Globo Esporte/LD
ImprimirO machismo sempre existiu no meio do futebol. Às vezes velado, às vezes explícito. Conviver com isso é um desafio diário para nós, repórteres que escolhemos ignorar as barreiras impostas por esse ambiente. Chegar até a cobertura da Copa do Mundo talvez tenha sido o maior salto sobre essa barreira.
Após 12 dias de Rússia, porém, esse sentimento de orgulho se mistura com sensações ressentidas. Impotência, exposição, constrangimento. Encarar o chamado ''front'' na Copa do Mundo – que é a linha de frente da cobertura de treinos, jogos e coletivas – nos apresenta a certeza de que ainda há um enorme entrave para nós.
Somos duas mulheres jovens. Exercemos funções onde, nesta Copa do Mundo, estão amplamente dominadas - quase em totalidade - por homens. Em uma cobertura tão importante, onde os números de credenciais são restringidos por emissoras de todo o mundo, fica o sentimento de que, quando há limitação de pessoas, há perda de espaço para as mulheres.
Carregamos câmeras pesadas, tripés, laptops. Sentamos no chão, na rua, para enviar nossos materiais. Encaramos zonas mistas espremidas entre dezenas de homens - algumas vezes desrespeitosos e brutos (nesta Copa, um empurrão fez com que o gravador de uma de nós fosse isolado). Ouvimos gracinhas (algumas sequer entendemos) desconfortáveis de torcedores. Apesar de representadas em diversas funções na cobertura, inclusive de chefia, do Grupo Globo, o front ainda tem poucas de nós. Destaque também para nossas colegas produtoras Mariane Granado e Laura Fonseca, também na ruas e estádios da Rússia.
Por que a Copa de 2018 tem sido pior?
A Rússia é um país que ainda tem alguns preconceitos entranhados (leia-se uma lei que proíbe propaganda gay). O machismo muitas vezes fica mais evidente culturalmente do que no Brasil (onde a questão também é delicada). Para piorar, chama atenção de forma negativa a pouca representatividade vinda de todos os países.
Talvez essa pouca presença nos estádios do Mundial seja fator determinante para os olhares que tem nos causado imenso constrangimento nestes primeiros 12 dias de Rússia. É como se fôssemos um corpo estranho nas salas de imprensa, de coletiva, zonas mistas. Nosso reflexo quase espontâneo de olhar para o chão diante desses olhares diz muito. Olhar para baixo para não chamar ainda mais atenção. Uma loucura, né?

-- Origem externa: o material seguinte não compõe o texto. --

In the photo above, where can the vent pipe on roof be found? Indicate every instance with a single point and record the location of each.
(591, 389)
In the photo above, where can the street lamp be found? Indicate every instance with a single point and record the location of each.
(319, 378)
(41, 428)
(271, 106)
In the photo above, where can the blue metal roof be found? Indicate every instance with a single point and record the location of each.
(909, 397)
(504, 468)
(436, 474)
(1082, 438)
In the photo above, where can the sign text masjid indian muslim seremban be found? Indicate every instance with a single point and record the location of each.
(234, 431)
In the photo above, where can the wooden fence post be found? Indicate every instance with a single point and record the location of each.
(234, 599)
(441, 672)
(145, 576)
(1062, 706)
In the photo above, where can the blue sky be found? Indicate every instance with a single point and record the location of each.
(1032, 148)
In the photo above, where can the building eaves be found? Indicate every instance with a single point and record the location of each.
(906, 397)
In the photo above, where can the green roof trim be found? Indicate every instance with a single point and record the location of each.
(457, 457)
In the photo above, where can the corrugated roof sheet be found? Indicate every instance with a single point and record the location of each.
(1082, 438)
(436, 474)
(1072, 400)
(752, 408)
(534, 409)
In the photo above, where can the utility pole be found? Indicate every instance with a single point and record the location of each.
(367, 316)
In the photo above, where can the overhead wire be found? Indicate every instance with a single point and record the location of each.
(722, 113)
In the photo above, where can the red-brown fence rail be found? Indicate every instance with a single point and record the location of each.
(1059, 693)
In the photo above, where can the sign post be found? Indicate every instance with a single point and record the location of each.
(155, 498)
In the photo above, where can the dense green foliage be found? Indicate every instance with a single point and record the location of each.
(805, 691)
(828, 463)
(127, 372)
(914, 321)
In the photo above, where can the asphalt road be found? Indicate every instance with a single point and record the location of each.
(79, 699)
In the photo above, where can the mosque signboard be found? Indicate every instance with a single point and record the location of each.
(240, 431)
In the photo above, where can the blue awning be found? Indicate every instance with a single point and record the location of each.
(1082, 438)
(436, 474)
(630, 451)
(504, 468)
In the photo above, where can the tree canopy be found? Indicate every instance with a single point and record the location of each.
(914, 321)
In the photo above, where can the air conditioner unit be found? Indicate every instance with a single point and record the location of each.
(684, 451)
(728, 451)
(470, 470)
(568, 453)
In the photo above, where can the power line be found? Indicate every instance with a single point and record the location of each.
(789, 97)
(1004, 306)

A abordagem nas ruas é um capítulo à parte e de imenso desconforto. Já estamos acostumadas/preparadas para situações desagradáveis com torcedores nos estádios que frequentamos no nosso dia a dia. Mas essa Copa do Mundo tem sido de longe o ambiente mais hostil.
Não é ''vale tudo'' na Copa
Um clima de ''vale tudo na Copa'' está na cabeça de muitos (não todos, claro) grupos de estrangeiros que viajaram até a Rússia. E as brincadeirinhas quase nunca tem graça. Uma das repórteres que escreve esse texto foi beijada por um torcedor uruguaio enquanto aguardava uma entrada ao vivo na porta do estádio. Os outros ficaram rindo. Mas, acredite, não teve a menor graça.

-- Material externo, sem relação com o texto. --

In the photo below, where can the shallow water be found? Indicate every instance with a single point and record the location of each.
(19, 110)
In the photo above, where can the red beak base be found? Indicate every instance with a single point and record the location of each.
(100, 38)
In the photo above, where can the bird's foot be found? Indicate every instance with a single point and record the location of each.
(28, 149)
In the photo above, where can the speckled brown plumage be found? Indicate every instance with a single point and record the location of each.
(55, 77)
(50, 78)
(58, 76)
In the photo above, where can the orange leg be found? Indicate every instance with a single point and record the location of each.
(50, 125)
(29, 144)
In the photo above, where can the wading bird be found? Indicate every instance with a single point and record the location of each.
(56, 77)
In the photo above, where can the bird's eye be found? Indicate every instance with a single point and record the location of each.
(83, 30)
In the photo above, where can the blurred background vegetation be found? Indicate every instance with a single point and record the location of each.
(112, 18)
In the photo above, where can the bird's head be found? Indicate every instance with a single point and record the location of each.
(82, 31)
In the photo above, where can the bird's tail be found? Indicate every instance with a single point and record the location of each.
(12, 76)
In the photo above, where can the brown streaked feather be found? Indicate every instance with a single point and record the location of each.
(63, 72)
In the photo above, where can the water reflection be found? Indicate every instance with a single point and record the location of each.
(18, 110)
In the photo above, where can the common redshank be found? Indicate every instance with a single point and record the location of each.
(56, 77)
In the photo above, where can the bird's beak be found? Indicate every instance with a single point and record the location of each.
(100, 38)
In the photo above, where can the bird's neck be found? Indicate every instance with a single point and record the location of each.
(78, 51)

Alguns russos também não parecem tão acostumados com essa presença feminina. Ao andar muito sozinha,outra repórter que vos escreve teve que acelerar o passo mais de uma vez ao ser abordada por locais de forma incômoda. Isso mais de uma vez. Entre risadas e dedos apontado para sua credencial, pediu ajuda a um brasileiro que passava para seguir viagem.
Ser uma mulher, sozinha, brasileira, trabalhando, parece ser motivo de graça para muitos aqui. Há dois dias, no metrô, um grupo de cinco homens ficou apontando e rindo para uma de nós, ao ler na credencial que se tratava de uma profissional do Brasil. Se alguém souber o motivo disso ser engraçado, por favor, nos conte.
Mais representatividade, menos musas
O vídeo do grupo de brasileiros assediando a jovem russa no começo desta Copa é desolador. A repercussão, no entanto, foi um respiro. Saber que atualmente vivemos em um contexto onde isso não é mais tolerado, nos alivia.
A Copa do Mundo está apenas começando. Seguimos por aqui com o desejo por mais notícias que nos tragam ânimo e coragem para seguir em frente. Que nossa representatividade seja motivo de orgulho e reflexão - sem o desnecessário cardápio de musas do Mundial, por favor.
Ficamos com a inspiração poderosa das iranianas que quebraram barreiras nas arquibancadas nos últimos dias. Que o ato de liberdade delas nos inspire a nos sentirmos ainda mais livres onde quer que o futebol nos leve.